462
Opinion of Stevens, J.
While petitioner stresses the shocking disparity between the punitive award and the compensatory award, that shock dissipates when one considers the potential loss to respondents, in terms of reduced or eliminated royalties payments, had petitioner succeeded in its illicit scheme. Thus, even if the actual value of the "potential harm" to respondents is not between $5 million and $8.3 million, but is closer to $4 million, or $2 million, or even $1 million, the disparity between the punitive award and the potential harm does not, in our view, "jar one's constitutional sensibilities." Haslip, 499 U. S., at 18.

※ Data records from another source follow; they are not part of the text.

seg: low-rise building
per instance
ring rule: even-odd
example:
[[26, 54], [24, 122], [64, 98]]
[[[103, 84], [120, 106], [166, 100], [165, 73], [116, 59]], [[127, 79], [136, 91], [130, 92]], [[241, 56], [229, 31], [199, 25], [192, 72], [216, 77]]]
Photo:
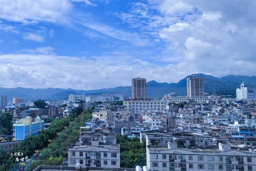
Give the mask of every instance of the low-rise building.
[[22, 140], [31, 135], [37, 135], [44, 129], [44, 121], [38, 116], [35, 121], [32, 121], [31, 116], [17, 120], [13, 125], [13, 140]]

In sum, we do not consider the dramatic disparity between the actual damages and the punitive award controlling in a case of this character. On this record, the jury may reasonably have determined that petitioner set out on a malicious and fraudulent course to win back, either in whole or in part, the lucrative stream of royalties that it had ceded to Alliance. The punitive damages award in this case is certainly large, but in light of the amount of money potentially at stake, the bad faith of petitioner, the fact that the scheme employed in this case was part of a larger pattern of fraud, trickery and deceit, and petitioner's wealth,28 we are not persuaded that the award was so "grossly excessive" as to be beyond the power of the State to allow.
IV
TXO also argues that the punitive damages award is the result of a fundamentally unfair procedure because the jury
28 TXO also contends that the admission of evidence of its alleged wrongdoing in other parts of the country, as well as the evidence of its impressive net worth, led the jury to base its award on impermissible passion and prejudice. Brief for Petitioner 22-23. Under well-settled law, however, factors such as these are typically considered in assessing punitive damages. Indeed, the Alabama factors we approved in Haslip included both. See Pacific Mut. Life Ins. Co. v. Haslip, 499 U. S. 1, 21-22 (1991) ("(b) . . . the existence and frequency of similar past conduct; . . . (d) the 'financial position' of the defendant").